Having visited many artists’ studios myself, I find seeing the working spaces very insightful and inspiring. You can almost see and feel the “seriousness” of the artist when you walk around their space. Little “collections” of things give us telltale secrets of how the artist’s mind works.
Henri Matisse at home, Nice, 1943 photo Roger Schall
A creative space speaks
Visiting an artist’s space isn’t the same as visiting an exhibition. An exhibition is the creation of a curator. Such events are staged giving the visitor a sterilized and generic view of how the artist goes about creating their work and offers little if any insight on the creative processes of the artist. Curators are just now beginning to incorporate articles from the artists’ studio, photographs and personal items in their exhibits.
My own working spaces have become filled with items and things that interest me. All of my previous work-spaces have become combined here.

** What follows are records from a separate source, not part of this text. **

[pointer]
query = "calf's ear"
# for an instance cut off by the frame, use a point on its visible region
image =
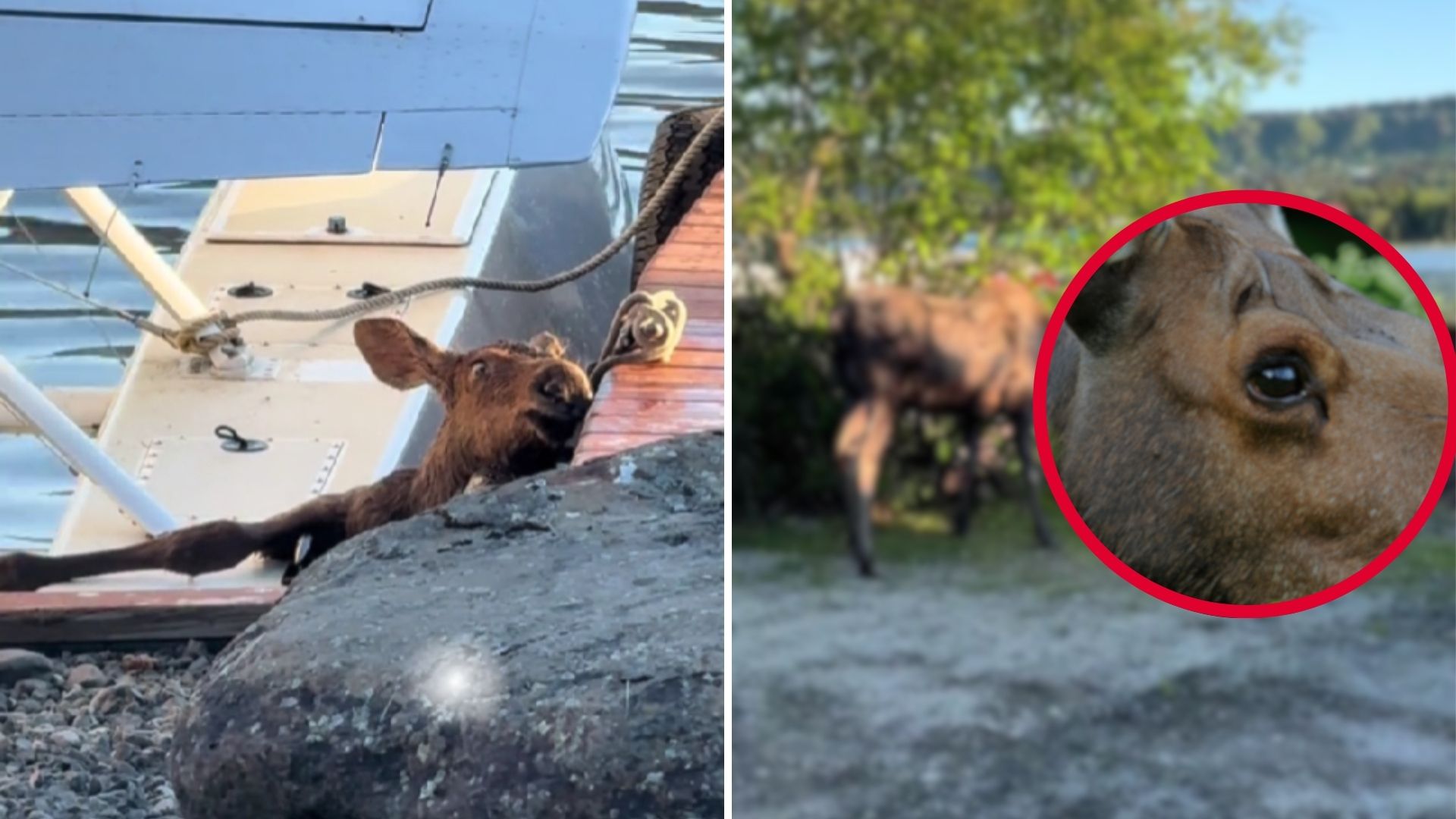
(1101, 309)
(549, 344)
(400, 356)
(1273, 216)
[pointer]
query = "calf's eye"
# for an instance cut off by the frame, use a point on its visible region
(1277, 381)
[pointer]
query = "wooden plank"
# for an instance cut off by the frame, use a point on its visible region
(648, 407)
(672, 279)
(651, 425)
(104, 617)
(688, 257)
(708, 359)
(660, 392)
(667, 375)
(639, 404)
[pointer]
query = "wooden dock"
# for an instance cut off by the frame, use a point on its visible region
(644, 403)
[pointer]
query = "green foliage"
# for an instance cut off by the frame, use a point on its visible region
(783, 411)
(1038, 124)
(1373, 278)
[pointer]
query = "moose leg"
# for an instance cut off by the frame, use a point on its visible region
(968, 494)
(193, 550)
(859, 447)
(1031, 474)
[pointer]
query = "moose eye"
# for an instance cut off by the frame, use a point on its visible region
(1279, 381)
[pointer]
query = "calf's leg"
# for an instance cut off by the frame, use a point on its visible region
(968, 494)
(1031, 474)
(859, 447)
(193, 550)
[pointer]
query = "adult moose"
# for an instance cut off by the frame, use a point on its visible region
(973, 357)
(1234, 423)
(511, 410)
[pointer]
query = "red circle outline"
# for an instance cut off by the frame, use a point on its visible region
(1044, 366)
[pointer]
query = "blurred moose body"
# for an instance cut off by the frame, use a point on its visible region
(511, 410)
(897, 350)
(1234, 423)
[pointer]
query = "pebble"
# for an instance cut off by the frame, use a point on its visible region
(85, 675)
(88, 735)
(18, 665)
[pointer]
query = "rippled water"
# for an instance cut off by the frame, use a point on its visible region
(676, 60)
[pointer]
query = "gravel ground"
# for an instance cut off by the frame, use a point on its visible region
(86, 735)
(1043, 686)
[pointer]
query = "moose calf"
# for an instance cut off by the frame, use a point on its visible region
(511, 410)
(1234, 423)
(899, 350)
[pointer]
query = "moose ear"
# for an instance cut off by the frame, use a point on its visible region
(549, 344)
(1273, 218)
(400, 356)
(1100, 311)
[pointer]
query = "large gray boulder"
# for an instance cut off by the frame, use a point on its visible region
(552, 648)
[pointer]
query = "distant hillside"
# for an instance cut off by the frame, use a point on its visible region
(1391, 165)
(1391, 131)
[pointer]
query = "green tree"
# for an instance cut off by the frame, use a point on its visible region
(1037, 124)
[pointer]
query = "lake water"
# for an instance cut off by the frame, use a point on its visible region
(676, 60)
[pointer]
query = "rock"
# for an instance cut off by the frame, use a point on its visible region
(66, 738)
(134, 664)
(111, 698)
(552, 648)
(18, 664)
(85, 675)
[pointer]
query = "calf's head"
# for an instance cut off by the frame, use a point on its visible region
(1232, 422)
(510, 409)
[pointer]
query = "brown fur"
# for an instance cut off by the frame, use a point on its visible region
(511, 410)
(1178, 466)
(899, 350)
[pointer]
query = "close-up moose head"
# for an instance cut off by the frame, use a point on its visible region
(1234, 423)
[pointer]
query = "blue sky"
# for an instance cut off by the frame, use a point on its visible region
(1365, 52)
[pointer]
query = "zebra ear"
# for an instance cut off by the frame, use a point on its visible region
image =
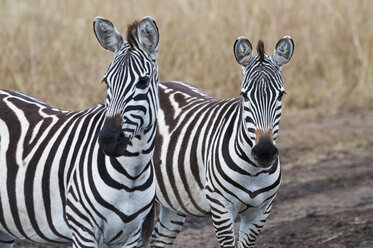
(148, 36)
(107, 35)
(243, 51)
(283, 51)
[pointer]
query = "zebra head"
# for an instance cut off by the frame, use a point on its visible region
(262, 90)
(132, 83)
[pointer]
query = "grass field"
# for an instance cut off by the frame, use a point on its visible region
(48, 48)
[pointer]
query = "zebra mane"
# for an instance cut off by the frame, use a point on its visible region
(260, 50)
(132, 33)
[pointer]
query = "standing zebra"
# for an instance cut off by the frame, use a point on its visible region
(218, 157)
(56, 183)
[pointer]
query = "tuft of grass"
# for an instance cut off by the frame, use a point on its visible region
(48, 48)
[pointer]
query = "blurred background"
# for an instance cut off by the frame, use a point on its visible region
(48, 49)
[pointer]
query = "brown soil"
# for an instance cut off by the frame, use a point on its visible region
(326, 196)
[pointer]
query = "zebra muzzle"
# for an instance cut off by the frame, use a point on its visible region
(111, 138)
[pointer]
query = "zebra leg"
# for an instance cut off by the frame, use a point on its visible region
(223, 222)
(251, 225)
(169, 224)
(6, 241)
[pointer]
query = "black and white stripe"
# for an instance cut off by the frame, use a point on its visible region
(56, 183)
(218, 157)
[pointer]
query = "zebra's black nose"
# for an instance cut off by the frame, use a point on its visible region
(111, 138)
(264, 152)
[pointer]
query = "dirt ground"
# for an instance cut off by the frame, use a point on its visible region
(326, 195)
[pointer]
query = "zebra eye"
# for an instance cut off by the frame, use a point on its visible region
(279, 98)
(245, 98)
(143, 82)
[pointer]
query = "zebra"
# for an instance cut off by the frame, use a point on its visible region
(219, 157)
(85, 177)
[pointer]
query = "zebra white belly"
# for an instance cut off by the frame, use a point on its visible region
(23, 208)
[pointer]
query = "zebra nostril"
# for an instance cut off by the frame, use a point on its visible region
(121, 138)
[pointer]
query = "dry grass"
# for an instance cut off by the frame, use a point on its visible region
(48, 48)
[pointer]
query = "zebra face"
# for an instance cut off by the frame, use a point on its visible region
(132, 84)
(262, 90)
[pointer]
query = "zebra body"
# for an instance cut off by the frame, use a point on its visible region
(218, 157)
(56, 183)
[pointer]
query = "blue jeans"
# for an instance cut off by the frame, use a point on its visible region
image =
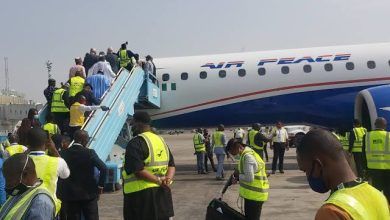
(221, 159)
(200, 161)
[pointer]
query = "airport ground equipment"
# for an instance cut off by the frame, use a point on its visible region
(130, 90)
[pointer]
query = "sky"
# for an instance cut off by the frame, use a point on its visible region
(33, 32)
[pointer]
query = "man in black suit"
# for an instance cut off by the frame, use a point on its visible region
(80, 192)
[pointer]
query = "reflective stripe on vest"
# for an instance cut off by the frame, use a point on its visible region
(361, 202)
(47, 170)
(251, 136)
(257, 190)
(198, 143)
(76, 85)
(57, 103)
(217, 139)
(15, 149)
(378, 150)
(16, 209)
(124, 58)
(77, 117)
(358, 142)
(156, 163)
(51, 128)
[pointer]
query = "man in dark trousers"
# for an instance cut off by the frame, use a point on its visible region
(80, 192)
(148, 172)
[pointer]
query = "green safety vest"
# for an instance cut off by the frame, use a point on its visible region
(378, 150)
(258, 189)
(358, 143)
(344, 140)
(51, 128)
(361, 202)
(57, 103)
(47, 170)
(17, 209)
(15, 149)
(124, 59)
(156, 163)
(76, 85)
(217, 139)
(198, 143)
(251, 137)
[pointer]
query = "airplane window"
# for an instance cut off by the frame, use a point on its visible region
(307, 68)
(371, 64)
(165, 77)
(184, 76)
(285, 69)
(222, 74)
(173, 86)
(203, 75)
(241, 72)
(328, 67)
(261, 71)
(350, 66)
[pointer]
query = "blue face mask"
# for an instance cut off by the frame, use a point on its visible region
(316, 183)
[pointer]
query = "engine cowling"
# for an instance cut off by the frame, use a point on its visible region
(373, 103)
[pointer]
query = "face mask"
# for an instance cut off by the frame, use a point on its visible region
(21, 187)
(316, 183)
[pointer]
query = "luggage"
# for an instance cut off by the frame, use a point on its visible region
(218, 209)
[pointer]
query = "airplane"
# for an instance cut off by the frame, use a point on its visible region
(326, 86)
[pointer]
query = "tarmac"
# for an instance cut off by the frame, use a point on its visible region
(290, 196)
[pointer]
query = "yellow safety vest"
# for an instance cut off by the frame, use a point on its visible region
(77, 117)
(47, 170)
(15, 149)
(344, 140)
(51, 128)
(378, 150)
(358, 143)
(76, 85)
(156, 163)
(251, 137)
(217, 139)
(258, 189)
(57, 103)
(361, 202)
(124, 59)
(198, 143)
(17, 209)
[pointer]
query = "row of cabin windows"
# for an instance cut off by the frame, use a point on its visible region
(262, 71)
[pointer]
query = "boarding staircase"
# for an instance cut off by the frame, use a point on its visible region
(130, 90)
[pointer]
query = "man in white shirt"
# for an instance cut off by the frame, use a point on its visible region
(280, 144)
(103, 67)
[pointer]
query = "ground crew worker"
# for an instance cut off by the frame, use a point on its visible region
(126, 57)
(76, 84)
(149, 168)
(256, 140)
(280, 145)
(321, 156)
(59, 107)
(252, 177)
(77, 111)
(200, 150)
(376, 151)
(355, 146)
(14, 147)
(218, 141)
(29, 199)
(51, 127)
(48, 168)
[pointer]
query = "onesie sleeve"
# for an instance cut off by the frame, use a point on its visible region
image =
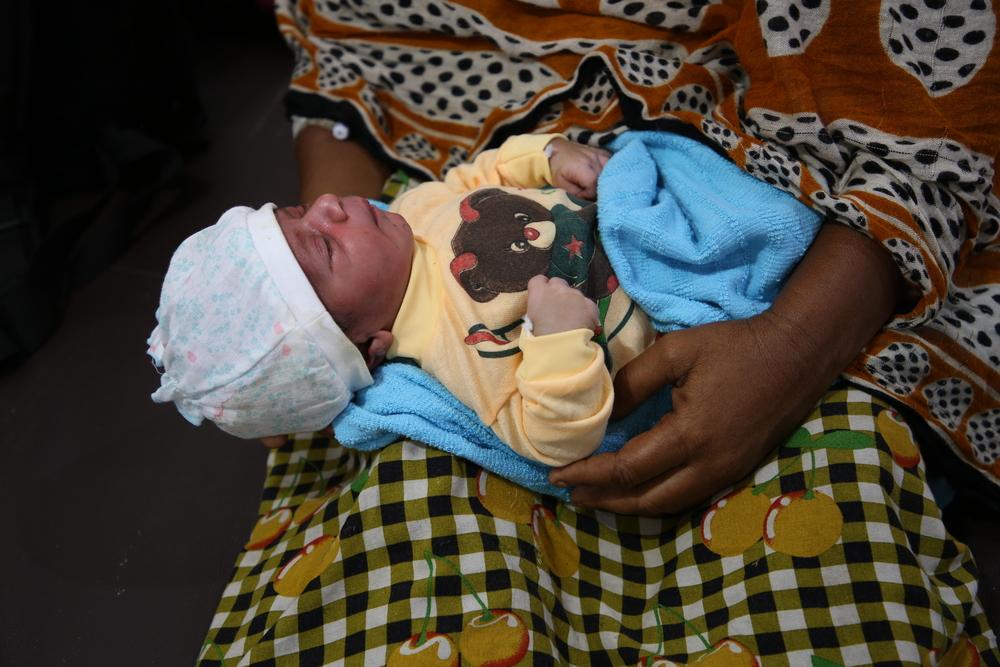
(520, 162)
(561, 409)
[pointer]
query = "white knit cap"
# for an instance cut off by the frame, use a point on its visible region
(243, 338)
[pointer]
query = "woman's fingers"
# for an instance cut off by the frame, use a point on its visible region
(662, 363)
(670, 492)
(642, 458)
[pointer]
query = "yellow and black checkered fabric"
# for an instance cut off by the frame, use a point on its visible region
(832, 552)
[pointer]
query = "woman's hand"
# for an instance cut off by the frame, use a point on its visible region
(554, 307)
(741, 387)
(575, 167)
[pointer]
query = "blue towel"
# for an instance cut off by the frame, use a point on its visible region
(692, 238)
(670, 210)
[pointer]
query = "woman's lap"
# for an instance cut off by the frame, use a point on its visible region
(843, 556)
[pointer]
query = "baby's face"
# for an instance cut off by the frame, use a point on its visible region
(356, 257)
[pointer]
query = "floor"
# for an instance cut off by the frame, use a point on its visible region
(126, 520)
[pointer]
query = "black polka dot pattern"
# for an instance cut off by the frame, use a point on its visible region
(983, 433)
(456, 156)
(943, 45)
(900, 367)
(596, 94)
(416, 147)
(788, 27)
(691, 98)
(805, 132)
(678, 16)
(910, 262)
(770, 165)
(649, 67)
(722, 59)
(948, 400)
(972, 316)
(720, 134)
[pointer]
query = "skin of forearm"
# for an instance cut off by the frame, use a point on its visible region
(329, 165)
(842, 292)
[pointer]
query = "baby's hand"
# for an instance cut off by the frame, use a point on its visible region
(554, 307)
(575, 167)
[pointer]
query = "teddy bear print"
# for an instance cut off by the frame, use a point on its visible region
(505, 239)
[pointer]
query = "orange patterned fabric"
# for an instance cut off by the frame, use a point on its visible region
(881, 115)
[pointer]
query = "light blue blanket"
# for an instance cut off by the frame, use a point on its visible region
(693, 240)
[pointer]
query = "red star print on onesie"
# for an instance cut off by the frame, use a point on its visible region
(574, 247)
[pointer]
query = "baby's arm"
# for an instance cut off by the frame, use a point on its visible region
(564, 398)
(520, 162)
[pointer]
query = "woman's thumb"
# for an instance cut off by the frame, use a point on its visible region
(658, 365)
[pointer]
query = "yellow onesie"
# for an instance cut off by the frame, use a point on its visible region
(480, 235)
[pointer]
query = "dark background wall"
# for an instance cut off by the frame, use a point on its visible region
(122, 521)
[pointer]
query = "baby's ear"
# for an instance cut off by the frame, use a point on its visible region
(375, 348)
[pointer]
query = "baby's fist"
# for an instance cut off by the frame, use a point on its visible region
(554, 307)
(575, 167)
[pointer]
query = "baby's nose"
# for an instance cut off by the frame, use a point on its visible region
(325, 210)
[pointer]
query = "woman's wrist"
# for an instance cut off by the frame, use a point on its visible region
(838, 297)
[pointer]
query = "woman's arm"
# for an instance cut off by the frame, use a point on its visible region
(741, 387)
(330, 165)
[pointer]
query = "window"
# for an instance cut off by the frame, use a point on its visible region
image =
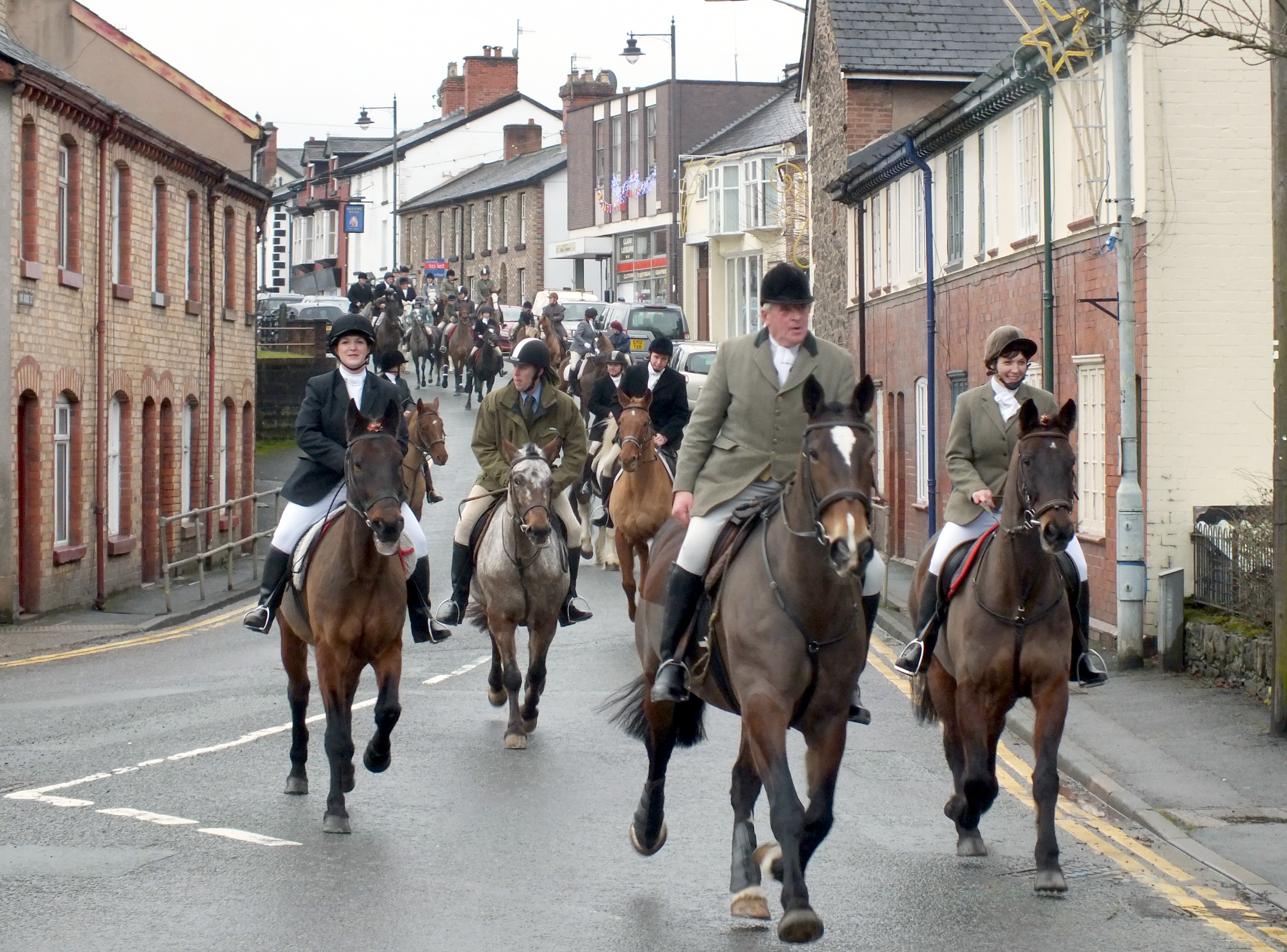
(62, 470)
(1028, 165)
(1092, 451)
(957, 204)
(922, 441)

I have collected and added things that are meaningful to me and will continue to do so.
So much of my time is spent here I might as well be comfortable right?
Is your working-space spartan and free of anything that would betray that your space is really yours?
I know of many creative types who hide things away in cupboards and boxes. When you enter their spaces they are sterile and speak nothing of the person who creates there.
My advice is to make a space your own!
Todays inspirational quote:
“What I dream of is an art of balance, of purity and serenity devoid of troubling or depressing subject matter – a soothing, calming influence on the mind, rather like a good armchair which provides relaxation from physical fatigue.